Carter's balance-the-budget plan vs. 18% inflation
Washington — Now comes the great test of President Carter's new anti-inflation program -- the tough and painful follow-through. Will Congress, in this election year, support the President by cutting enough programs to balance the fiscal 1981 budget, centerpiece of Mr. Carter's program?
Yes, says Senate majority leader Robert C. Byrd (D) of West Virginia, "Because we [in Congress] are getting a message from the people -- balance that budget.
"It is vitally important, absolutely essential," said Senator Byrd in a telephone interview, "that we send that signal [of a balanced budget] to our own people and to the world, because this will give credibility to the government's fight against inflation."
Few pretend that Mr. Carter's plan to cut more than $13 billion worth of spending from the budget will do much, by itself, to reduce today's roaring inflation, currently 18 percent at an annual rate.
"If you were a wild optimist," said economist Barry P. Bosworth in an interview, "you might think that [$20 billion worth of cuts] would take between 0.5 and 1 percent off the rate of inflation."
But, says Mr. Bosworth, former director of the White House Council on Wage and Price Stability (COWPS), there are other reasons for slashing spending:
A tighter fiscal policy (less government spending) should take some pressure off the Federal Reserve Board, which -- in its own effort to control inflation -- has pushed interest rates to record highs.
"Those interest rates today," adds Mr. Bosworth, "threaten the viability of the savings and loan institutions and of mutual saving banks.
"There is a fear that, if interest rates went even higher, those financial institutions could be on the verge of collapse. That's about $750 billion worth of mortgages and other forms of financial assets."
Also, says Mr. Bosworth, government firmness in cutting the budget could calm turbulent bond and financial markets, as well as convince ordinary Americans that they, too, should live in within their means.
To drive home this point, the President's program includes authorization to the Federal Reserve Board to cut consumer credit, particularly for nonessential spending.
Though restrictions will vary from bank to bank, credit card users will find it more expensive to put "luxury and nonessential" spending on credit cards, says Senator Byrd.
This, too, will do little to lower inflation -- even less, in Mr. Bosworth's view, than balancing the budget.
The thrust of the President's purpose -- both in balancing the budget and restricting nonessential credit -- appears to be to break the inflationary psychology now rampant in the United States, the conviction that it is better to buy now, pay later, even if famililes go deeply into debt to do so.

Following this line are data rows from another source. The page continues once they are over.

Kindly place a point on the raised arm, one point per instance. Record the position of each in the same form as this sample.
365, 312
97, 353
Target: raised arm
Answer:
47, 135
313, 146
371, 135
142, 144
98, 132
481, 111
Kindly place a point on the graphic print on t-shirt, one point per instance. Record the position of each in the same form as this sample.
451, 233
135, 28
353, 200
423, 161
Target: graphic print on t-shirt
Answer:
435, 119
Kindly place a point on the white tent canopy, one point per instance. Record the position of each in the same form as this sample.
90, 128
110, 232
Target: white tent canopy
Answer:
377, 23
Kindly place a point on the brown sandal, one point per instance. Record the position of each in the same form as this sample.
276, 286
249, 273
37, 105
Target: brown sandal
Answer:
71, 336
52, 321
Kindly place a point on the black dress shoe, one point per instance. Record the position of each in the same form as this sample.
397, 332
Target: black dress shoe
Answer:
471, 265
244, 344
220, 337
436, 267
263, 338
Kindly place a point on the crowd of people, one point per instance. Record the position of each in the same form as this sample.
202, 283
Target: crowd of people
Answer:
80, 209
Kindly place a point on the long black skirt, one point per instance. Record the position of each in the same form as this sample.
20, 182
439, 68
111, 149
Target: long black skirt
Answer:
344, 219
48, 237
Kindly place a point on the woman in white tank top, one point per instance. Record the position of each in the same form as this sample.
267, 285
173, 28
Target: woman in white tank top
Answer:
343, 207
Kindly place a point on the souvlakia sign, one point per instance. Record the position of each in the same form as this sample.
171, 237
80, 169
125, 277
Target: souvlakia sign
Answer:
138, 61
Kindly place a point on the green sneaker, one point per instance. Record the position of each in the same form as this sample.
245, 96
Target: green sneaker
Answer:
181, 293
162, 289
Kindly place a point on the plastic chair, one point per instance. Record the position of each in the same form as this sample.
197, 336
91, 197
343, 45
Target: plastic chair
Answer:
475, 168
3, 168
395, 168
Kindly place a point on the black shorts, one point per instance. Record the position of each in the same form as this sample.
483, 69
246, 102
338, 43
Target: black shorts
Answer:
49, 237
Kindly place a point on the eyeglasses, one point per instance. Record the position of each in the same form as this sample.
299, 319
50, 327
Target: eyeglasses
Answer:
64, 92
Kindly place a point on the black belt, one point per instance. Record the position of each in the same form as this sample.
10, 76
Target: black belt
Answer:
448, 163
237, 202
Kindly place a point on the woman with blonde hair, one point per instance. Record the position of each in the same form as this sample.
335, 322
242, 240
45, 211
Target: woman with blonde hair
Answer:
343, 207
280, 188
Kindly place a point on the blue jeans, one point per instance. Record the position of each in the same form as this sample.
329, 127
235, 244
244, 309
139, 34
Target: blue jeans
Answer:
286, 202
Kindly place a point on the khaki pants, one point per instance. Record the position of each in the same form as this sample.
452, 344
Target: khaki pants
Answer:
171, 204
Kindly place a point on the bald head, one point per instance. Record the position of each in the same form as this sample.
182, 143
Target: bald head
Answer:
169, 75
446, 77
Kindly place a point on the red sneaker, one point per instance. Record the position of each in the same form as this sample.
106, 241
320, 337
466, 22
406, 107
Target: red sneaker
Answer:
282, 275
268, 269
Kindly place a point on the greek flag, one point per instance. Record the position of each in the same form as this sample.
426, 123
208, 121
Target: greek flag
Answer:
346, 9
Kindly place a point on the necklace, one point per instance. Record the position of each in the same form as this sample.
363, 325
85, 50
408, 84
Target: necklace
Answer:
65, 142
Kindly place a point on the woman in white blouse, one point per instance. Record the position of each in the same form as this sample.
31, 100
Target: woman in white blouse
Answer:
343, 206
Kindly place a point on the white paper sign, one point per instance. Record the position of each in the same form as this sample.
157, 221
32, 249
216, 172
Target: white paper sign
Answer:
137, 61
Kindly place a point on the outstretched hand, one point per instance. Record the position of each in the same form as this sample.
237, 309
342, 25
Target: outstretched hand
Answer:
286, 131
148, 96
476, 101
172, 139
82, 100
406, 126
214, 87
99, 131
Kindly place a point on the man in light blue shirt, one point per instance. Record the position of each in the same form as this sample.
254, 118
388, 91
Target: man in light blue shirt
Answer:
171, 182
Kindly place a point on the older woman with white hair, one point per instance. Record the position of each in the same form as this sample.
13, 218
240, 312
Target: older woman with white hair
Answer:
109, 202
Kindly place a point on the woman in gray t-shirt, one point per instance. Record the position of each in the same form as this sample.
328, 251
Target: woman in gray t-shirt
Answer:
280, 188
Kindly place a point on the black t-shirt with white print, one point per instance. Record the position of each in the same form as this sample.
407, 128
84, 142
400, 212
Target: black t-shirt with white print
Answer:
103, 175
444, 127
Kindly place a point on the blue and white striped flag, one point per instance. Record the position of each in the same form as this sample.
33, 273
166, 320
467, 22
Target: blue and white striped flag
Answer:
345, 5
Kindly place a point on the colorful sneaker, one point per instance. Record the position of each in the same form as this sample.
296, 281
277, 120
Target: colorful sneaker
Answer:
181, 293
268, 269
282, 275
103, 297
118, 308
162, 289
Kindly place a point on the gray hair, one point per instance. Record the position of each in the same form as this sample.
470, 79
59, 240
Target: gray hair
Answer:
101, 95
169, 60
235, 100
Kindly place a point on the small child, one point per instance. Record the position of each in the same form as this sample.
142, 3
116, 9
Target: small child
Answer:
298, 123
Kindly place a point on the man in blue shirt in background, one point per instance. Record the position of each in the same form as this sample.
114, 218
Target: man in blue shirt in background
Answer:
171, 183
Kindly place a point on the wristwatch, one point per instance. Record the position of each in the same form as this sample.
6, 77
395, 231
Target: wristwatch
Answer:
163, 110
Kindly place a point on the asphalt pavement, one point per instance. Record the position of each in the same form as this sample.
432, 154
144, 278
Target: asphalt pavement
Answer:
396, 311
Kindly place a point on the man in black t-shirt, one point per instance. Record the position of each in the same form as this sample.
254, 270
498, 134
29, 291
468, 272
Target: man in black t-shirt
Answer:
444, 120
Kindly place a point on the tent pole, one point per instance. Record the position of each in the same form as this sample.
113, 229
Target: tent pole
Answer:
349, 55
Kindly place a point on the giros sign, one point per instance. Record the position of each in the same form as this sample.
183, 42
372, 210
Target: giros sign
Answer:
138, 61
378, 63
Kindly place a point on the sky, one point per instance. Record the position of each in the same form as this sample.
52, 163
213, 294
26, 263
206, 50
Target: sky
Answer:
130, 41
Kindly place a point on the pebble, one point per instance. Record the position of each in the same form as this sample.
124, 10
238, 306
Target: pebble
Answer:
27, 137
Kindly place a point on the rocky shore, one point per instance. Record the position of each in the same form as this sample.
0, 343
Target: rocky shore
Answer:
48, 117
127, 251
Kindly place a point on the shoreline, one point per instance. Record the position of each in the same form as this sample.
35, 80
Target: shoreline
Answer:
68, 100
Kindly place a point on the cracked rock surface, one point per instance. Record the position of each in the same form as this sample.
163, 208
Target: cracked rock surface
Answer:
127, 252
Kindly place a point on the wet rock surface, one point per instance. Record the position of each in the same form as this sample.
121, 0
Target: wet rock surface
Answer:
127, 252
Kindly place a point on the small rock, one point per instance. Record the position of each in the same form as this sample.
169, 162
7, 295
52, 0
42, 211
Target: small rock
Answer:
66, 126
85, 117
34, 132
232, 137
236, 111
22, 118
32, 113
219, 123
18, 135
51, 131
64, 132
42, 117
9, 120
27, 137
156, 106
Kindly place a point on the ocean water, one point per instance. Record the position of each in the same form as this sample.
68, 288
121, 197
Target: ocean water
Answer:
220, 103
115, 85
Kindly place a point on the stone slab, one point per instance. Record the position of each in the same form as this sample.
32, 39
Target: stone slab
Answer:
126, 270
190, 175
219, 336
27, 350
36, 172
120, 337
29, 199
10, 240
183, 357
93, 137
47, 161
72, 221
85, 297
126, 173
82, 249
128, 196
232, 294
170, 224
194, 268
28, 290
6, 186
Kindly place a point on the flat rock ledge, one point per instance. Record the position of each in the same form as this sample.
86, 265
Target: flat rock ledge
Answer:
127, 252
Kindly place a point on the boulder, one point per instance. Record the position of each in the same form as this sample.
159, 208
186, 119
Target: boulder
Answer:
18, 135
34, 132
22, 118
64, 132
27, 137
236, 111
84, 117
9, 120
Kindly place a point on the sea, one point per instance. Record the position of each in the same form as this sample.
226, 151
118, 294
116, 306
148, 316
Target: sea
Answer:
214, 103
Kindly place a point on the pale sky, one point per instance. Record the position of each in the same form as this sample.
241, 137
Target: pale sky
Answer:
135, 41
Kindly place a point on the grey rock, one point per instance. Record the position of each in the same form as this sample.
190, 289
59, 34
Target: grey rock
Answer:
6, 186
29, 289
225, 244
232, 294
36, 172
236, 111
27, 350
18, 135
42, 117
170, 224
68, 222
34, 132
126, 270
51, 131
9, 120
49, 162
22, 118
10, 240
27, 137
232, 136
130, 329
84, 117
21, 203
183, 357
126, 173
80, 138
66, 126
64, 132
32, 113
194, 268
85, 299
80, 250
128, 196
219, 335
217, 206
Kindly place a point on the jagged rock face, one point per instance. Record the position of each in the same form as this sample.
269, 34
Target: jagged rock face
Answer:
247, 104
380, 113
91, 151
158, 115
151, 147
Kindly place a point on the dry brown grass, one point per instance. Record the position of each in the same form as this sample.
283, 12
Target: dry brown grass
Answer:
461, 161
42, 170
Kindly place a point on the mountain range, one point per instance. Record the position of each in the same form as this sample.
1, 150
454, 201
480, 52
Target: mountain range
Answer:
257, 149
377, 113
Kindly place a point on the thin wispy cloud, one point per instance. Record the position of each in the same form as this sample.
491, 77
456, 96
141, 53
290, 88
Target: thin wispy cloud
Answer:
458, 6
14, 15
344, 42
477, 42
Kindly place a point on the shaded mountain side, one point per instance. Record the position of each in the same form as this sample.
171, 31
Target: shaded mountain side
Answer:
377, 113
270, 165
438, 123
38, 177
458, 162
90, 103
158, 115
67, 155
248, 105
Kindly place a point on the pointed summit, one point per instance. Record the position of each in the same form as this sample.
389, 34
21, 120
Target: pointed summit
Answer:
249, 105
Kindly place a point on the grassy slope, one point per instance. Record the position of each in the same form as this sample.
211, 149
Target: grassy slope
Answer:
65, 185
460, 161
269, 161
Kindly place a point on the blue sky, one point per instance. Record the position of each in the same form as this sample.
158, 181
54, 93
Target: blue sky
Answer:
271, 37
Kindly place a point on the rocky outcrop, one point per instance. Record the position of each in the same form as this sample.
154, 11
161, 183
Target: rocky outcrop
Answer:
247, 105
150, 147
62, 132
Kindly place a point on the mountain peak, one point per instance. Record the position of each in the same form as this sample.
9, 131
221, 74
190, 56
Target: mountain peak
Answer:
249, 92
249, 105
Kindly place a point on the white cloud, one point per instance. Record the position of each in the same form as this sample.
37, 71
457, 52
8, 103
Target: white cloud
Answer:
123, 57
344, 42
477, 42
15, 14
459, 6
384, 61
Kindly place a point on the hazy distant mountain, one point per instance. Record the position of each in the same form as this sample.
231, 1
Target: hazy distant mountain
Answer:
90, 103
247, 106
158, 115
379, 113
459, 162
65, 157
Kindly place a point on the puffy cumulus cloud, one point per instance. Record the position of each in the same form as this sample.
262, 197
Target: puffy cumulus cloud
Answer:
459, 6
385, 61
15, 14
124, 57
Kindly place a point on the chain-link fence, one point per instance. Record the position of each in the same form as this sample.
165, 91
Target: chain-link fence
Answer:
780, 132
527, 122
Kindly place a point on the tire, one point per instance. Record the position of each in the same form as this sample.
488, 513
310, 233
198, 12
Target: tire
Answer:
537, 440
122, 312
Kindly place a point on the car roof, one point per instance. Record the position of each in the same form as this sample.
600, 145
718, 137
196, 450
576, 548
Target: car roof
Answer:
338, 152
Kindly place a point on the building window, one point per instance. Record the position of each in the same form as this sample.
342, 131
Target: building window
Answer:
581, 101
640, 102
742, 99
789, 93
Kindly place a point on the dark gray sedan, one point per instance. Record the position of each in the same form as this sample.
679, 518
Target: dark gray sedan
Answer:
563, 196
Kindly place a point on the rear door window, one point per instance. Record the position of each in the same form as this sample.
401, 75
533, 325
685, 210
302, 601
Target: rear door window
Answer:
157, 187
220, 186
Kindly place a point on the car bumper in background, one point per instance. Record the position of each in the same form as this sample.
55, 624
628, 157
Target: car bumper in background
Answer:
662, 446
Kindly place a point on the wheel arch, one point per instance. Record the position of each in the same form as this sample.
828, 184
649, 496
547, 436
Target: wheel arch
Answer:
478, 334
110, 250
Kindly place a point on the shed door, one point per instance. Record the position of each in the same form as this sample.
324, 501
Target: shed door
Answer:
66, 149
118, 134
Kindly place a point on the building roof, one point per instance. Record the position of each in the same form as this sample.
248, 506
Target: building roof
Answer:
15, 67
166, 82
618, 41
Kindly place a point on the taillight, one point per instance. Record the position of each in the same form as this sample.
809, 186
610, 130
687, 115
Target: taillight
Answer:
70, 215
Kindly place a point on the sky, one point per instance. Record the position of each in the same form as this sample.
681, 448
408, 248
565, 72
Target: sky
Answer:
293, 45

The whole question of follow-through is more complex than simply balancing the budget, hard as thay may be to achieve, given the clamor of special interests to protect their programs.
Senator Byrd says he is "urging the President to take this moment to launch a top-level, bipartisan review of the underlying problems and structural weaknesses of the US economy."
These include falling productivity, or output per manhour of work, and a low rate of capital investment to renew outmoded plants and equipment.
Mr. Bosworth cites energy, housing costs, and farm policy as areas to be tackled, if underlying inflation in the United States is to be curbed.
Mr. Carter touched on energy, by imposing a $4.62 fee on each barrel of imported oil. This will raise the retail price of a gallon of gasoline by at least 10 cents. This means that gas may cost $1.60 or more by the end of this year.
This fee will add to inflation, which on the surface contradicts the President's intent. He hopes, however, that "price rationing" will decrease American driving and lower US dependence on foreign oil.
This year alone, Mr. Carter told the nation, Americans will send between $80 and $90 billion overseas to buy petroleum.
Without a long-term attack on fundamental problems of the economy, most experts agree, only a long and deep recession -- with "10 to 12 million people unemployed," says Mr. Bosworth -- would make a real dent in inflation.
Mr. Carter's announced program may push the US into recession, but hardly of the kind or duration, many experts believe, that would raise the jobless rate beyond 8 percent of the labor force, compared to 6.2 percent now.